Got a complex skill to learn or issue to tackle? Traditionally, “practice makes perfect” has meant mastering one skill at a time. Scientific research now reveals that mixing, or interleaving, learning styles and practicing several new and related skills simultaneously trains your brain to grasp information quicker, think more strategically, and develop more contextual solutions to address challenges.

For example, a tennis player might practice his forehand over and over before adding a backhand and a serve. Learning researchers call this AAABBBCCC pattern blocking, and because blocking is logical and easy to schedule, this approach is still predominant in schools, sports, and other training programs.

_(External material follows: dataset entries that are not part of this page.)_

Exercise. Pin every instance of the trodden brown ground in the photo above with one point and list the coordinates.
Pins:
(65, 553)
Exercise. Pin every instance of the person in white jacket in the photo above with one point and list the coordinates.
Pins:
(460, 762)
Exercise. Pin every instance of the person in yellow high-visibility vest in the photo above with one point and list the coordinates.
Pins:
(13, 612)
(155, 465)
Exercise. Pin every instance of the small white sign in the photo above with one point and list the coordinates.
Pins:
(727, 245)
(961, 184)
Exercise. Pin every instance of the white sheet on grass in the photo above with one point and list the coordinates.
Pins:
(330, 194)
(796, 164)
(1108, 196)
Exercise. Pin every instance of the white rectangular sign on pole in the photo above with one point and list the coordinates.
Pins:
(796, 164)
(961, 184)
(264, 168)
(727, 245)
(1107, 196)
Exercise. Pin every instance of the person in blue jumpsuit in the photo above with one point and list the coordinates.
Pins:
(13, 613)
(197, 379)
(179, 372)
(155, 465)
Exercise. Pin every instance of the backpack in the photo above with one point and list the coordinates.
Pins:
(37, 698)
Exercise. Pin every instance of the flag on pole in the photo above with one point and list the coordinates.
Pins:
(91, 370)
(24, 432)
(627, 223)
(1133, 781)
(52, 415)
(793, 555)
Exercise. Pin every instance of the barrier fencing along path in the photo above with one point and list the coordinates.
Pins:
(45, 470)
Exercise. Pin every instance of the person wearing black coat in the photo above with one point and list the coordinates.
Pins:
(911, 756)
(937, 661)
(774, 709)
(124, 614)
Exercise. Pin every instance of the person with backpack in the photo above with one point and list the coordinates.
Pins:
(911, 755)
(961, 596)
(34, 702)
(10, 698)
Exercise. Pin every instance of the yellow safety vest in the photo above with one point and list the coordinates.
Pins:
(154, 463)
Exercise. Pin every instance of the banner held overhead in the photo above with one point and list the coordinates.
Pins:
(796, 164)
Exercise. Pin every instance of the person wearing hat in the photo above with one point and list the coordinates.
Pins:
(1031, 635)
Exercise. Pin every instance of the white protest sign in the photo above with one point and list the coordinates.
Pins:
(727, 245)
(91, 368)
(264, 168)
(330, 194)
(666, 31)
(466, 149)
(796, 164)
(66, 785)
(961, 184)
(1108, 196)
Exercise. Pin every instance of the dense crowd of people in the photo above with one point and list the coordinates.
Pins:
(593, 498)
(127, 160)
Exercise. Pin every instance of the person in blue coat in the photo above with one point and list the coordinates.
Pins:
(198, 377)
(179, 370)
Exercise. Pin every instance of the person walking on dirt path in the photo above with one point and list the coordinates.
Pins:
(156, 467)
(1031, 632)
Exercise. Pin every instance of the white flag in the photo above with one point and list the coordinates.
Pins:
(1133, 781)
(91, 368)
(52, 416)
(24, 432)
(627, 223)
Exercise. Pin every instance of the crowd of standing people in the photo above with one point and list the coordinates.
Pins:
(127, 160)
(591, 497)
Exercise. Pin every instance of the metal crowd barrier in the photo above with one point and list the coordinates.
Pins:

However, according to National Science Foundation graduate research fellow Steven C. Pan, over the past four decades a small but growing body of research has found that interleaving often outperforms blocking in many applications, including sports and category learning.

In an article published in Scientific American (“The Interleaving Effect: Mixing It Up Boosts Learning,” August 4, 2015), Pan calls for more widespread adaptation of learning methods that incorporate learning and practicing several related skills at the same time (ABCABCABC) to encourage more flexible thinking.

Studies have found that interleaving methods help medical students produce more accurate electrocardiogram diagnoses, law students make more accurate assessments of complex legal scenarios, and seventh-grade math students increase their test retention levels. This shows that interleaving works in real-world extended use, that its advantage over blocking increases with the passage of time (in other words, there is less forgetting), and that the results are strong, stable, and long-lasting, concludes Pan.

Why Interleaving Works

• Mixing up and reinforcing related learning improves the brain’s ability to discriminate between concepts: “With blocking, once you know what solution to use, [sic] or movement to execute, the hard part is over,” says Pan. “With interleaving, each practice attempt is different from the last, so rote responses don’t work. Instead, your brain must continuously focus on searching for different solutions. That process can improve your ability to learn critical features of skills and concepts, which then better enables you to select and execute the correct response.”

• Interleaving strengthens memory associations: When you block a single strategy, you can hold onto it temporarily in short-term memory without retaining it. When the correct solution changes from one practice session to the next, your brain must continually retrieve different responses. “Repeating that process can reinforce neural connections between different tasks and correct responses, which enhances learning,” says Pan.

Introducing, reinforcing, and revisiting content in various ways drives learning in ways that last.